Climate Adaptation and EPA’s Role
The impacts of climate change affect people in every region of the country, threatening lives and livelihoods and damaging infrastructure, ecosystems, and social systems. The last few years have seen climate-related, record-breaking weather extremes; increased droughts, flooding, and wildfire; increasing surface, atmospheric, and oceanic temperatures; melting glaciers; diminishing snow cover; shrinking sea ice; rising sea levels; ocean acidification; and increasing atmospheric water vapor.

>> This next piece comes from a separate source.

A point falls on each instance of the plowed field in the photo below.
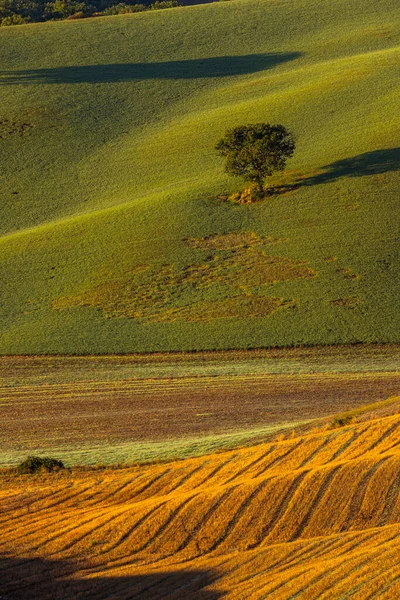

Climate change also exacerbates existing pollution problems and environmental stressors impacting the nation’s land, air, and water and the people who depend on them. Overburdened and underserved communities and individuals are particularly vulnerable to these impacts, including low-income communities and communities of color, children, the elderly, Tribes, and Indigenous people.
Climate change poses significant risks to EPA’s ability to fulfill its mission and affects how it designs and implements its programs. EPA is working to ensure that its programs, policies, rulemaking processes, enforcement and compliance assurance activities, and operations consider the current and future impacts of climate change and how those impacts will disproportionately affect overburdened and underserved communities.
Climate change adaptation or climate adaptation means taking action to prepare for and adjust to both the current and projected impacts of climate change.